Legislature passes bill to help separate the good, from the bad and the ugly when it comes to charitable groups
This morning the Senate voted to give generous Oregonians more protections against phony charities. House Bill 2060A, which also was passed by the Senate, allows the Attorney General to disqualify a charitable organization from certain tax benefits if the organization does not spend at least 30 percent of its annual expenses on program services.
“Charities that abuse the trust of benevolent Oregonians shouldn’t be subsidized by taxpayer money,” said Senator Floyd Prozanski (D-Eugene). “We are fortunate in Oregon to have many charities that truly serve people in need. We should make it easier for people not to be fooled by the few bad actors who mislead their donors.”
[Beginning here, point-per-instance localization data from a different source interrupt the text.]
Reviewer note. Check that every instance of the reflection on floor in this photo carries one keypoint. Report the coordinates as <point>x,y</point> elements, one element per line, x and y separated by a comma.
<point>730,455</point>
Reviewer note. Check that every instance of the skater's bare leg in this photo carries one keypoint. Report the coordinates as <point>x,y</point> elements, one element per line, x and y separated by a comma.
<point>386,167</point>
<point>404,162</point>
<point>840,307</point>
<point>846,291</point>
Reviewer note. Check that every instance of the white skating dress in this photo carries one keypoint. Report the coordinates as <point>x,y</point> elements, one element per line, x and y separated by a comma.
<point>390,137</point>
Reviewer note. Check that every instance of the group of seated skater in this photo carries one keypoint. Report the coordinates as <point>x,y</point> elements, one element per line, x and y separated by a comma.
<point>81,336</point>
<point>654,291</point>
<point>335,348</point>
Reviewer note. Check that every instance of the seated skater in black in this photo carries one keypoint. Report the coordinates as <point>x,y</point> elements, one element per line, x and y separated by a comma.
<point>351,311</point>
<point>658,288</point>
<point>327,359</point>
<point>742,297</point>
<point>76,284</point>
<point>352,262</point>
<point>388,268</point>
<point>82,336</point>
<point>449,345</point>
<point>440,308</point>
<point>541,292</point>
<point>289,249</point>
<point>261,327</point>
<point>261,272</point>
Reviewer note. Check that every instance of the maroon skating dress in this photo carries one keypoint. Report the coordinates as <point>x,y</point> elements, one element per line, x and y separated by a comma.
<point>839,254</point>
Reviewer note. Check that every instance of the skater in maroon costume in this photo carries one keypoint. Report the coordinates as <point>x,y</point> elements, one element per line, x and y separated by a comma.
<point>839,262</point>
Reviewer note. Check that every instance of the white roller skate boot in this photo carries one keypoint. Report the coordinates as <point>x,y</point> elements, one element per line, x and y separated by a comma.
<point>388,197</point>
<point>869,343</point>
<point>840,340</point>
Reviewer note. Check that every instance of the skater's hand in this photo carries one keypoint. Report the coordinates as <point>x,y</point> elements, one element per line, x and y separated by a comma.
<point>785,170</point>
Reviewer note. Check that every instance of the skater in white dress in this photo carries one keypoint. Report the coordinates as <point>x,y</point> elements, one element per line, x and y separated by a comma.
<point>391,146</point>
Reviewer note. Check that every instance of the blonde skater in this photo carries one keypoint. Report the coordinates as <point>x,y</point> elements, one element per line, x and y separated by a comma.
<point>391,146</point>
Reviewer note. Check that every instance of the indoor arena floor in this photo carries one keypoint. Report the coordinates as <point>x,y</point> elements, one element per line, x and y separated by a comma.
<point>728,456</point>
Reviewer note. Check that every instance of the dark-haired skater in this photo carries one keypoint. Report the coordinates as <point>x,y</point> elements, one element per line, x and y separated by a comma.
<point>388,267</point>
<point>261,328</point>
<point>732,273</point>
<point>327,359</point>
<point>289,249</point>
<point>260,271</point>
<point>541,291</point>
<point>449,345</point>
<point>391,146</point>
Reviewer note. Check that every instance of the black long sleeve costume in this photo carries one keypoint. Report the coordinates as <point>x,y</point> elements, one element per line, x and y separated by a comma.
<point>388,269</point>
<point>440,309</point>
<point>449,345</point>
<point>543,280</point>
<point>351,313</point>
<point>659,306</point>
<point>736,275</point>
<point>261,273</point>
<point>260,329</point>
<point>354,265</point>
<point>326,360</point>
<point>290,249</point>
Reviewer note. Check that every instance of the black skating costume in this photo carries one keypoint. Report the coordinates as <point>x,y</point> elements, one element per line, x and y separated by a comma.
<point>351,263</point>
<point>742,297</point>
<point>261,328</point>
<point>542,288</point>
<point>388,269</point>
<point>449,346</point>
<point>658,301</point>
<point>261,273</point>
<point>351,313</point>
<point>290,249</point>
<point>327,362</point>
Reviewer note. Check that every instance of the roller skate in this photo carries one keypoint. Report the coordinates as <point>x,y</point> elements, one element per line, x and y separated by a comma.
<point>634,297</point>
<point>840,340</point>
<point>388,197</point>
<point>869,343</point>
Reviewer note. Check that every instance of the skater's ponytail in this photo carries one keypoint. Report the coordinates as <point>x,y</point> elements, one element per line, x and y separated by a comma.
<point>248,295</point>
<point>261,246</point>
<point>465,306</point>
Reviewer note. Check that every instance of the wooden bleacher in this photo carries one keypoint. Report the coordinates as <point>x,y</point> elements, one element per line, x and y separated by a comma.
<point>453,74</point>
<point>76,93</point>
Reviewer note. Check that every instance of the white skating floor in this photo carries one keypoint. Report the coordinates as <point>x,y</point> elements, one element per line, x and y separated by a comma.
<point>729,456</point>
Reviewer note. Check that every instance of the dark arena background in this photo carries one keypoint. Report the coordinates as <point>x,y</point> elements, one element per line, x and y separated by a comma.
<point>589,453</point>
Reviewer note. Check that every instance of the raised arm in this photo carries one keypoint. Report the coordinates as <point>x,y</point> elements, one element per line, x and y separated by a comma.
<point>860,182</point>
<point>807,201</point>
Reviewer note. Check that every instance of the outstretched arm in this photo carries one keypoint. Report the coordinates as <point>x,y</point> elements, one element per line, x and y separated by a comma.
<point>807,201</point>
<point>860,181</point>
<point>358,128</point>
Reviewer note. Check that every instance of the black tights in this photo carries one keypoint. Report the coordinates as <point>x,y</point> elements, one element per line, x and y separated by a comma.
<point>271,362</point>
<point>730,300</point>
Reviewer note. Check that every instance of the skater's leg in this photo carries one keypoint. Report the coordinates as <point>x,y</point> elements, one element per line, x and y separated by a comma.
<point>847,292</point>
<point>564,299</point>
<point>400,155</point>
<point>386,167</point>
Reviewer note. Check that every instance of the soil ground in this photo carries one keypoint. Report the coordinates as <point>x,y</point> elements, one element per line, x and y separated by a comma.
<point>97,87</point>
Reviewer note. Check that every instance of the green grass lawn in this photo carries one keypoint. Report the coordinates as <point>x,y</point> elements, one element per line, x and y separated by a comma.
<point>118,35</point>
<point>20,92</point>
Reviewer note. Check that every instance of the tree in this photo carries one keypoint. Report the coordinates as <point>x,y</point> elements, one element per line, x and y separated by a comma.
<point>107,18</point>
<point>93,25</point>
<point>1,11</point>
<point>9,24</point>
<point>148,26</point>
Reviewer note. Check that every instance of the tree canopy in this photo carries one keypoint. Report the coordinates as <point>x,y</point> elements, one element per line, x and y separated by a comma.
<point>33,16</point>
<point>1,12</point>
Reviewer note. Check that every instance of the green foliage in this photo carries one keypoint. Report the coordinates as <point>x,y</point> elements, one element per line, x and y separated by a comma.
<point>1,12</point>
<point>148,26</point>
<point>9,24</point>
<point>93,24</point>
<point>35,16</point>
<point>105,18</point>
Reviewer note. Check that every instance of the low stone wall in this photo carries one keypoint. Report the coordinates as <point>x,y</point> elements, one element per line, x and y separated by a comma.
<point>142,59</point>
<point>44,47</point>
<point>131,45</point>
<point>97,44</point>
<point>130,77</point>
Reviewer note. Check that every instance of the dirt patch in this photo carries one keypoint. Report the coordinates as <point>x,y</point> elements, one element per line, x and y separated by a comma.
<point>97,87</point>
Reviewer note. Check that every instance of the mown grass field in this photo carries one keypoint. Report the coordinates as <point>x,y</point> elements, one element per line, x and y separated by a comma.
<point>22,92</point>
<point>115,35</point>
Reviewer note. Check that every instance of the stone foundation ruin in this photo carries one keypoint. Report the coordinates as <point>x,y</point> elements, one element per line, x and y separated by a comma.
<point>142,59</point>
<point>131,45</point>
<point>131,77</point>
Organizations that the Attorney General disqualifies under HB 2060A must disclose to donors that they do not meet the minimum standards for a charitable group. Disqualified organizations would also no longer be eligible to receive tax deductible donations or claim a property tax exemption.
“This bill provides donors with a way to ensure charities make good on their intention to help people in need,” said Senate Majority Leader Diane Rosenbaum (D-Portland). “We’re working hard this session to make sure tax credits and deductions serve their intended purpose so that we can fund vital services.”
House Bill 2060A will now go to Governor John A. Kitzhaber for his signature.